3. Mythical Creature Vermilion Phoenix(20*20cm,2021):

(Credit: Junhaoran Li (Oliver)

Oliver’s debut lacquer painting draws inspiration from a Han Dynasty artifact – the Vermilion Bird from the Four Sacred Beasts’ roof tiles.  

These tiles, called “Wadang”, adorned ancient Chinese roofs, offering protection against evil.  

The Vermilion Bird, representing the south and flames, symbolizes his birthplace in China, and by utilizing turquoise shells to depict the traditional red Vermilion Bird, he aimed for a distinctive effect.  

This unconventional approach highlights its significance akin to the Western Phoenix.

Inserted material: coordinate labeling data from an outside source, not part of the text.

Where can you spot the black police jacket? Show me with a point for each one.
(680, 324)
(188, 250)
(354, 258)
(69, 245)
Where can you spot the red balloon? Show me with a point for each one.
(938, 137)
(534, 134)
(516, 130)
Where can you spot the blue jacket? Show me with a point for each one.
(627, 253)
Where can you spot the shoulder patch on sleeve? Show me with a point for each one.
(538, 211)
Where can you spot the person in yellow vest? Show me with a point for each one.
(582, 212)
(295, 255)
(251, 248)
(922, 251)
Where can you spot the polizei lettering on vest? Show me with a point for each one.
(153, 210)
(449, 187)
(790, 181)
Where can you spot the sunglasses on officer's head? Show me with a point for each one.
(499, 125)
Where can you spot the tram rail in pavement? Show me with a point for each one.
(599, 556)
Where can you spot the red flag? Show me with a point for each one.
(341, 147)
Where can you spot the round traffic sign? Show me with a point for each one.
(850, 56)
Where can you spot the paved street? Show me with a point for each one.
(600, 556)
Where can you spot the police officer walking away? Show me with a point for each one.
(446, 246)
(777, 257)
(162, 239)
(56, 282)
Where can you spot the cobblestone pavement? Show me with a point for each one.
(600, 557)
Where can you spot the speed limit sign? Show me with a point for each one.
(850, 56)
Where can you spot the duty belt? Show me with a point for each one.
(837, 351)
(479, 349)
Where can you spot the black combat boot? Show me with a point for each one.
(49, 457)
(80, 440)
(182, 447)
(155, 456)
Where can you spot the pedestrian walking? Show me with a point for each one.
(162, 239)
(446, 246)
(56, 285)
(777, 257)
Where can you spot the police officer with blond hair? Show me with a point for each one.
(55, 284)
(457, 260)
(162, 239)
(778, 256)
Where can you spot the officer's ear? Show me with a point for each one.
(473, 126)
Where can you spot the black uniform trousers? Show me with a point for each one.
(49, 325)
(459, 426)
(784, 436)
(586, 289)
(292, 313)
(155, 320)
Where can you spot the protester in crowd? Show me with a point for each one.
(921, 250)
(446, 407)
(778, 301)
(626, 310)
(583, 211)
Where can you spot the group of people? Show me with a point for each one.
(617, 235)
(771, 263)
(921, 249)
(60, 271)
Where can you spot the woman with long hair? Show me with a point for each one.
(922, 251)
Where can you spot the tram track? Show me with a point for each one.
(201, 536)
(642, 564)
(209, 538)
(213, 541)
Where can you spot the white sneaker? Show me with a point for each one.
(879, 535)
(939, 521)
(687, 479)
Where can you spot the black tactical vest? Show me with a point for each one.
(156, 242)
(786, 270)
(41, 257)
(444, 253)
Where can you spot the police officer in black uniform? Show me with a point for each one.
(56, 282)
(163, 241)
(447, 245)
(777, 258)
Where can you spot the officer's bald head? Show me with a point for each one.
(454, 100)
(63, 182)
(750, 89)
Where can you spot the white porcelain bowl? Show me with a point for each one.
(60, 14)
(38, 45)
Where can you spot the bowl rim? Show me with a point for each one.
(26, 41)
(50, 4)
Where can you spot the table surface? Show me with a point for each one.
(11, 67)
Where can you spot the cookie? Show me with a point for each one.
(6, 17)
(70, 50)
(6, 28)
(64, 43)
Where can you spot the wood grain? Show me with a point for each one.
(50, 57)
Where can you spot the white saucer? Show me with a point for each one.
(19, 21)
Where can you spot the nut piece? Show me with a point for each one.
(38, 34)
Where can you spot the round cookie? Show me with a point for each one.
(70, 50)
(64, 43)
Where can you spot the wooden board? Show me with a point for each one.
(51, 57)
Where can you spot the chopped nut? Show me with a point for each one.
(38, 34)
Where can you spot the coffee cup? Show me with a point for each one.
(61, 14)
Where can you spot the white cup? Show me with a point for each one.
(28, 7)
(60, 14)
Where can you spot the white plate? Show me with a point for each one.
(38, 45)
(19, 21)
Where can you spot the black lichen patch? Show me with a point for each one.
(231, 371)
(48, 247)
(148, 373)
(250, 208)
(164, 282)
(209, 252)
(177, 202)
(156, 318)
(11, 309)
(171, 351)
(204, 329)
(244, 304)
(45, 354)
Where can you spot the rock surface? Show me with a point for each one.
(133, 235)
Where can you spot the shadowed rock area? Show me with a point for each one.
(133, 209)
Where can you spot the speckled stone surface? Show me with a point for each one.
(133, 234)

His artwork merges cultural symbolism with personal identity, echoing the timeless tales of protection and renewal across diverse traditions. 

4. Portrait of Peking Opera(40*40cm,2021):

(Credit: Junhaoran Li (Oliver)

Oliver’s inaugural portrait in lacquer painting depicts a character from the renowned Peking Opera, employing a technique blending wood powder and crushed eggshell to replicate human skin.  

Peking Opera, a celebrated traditional Chinese art form, is distinguished by its elaborate facial makeup, symbolizing diverse character traits.  

Using lacquer painting, he captured the dramatic essence of this theatrical tradition, where actors don vibrant, exaggerated makeup for heightened expression.  

This piece reflects the complexity of the lacquer art form, incorporating various intricate techniques to convey the richness and depth of Peking Opera’s cultural significance – transcending linguistic barriers in its portrayal.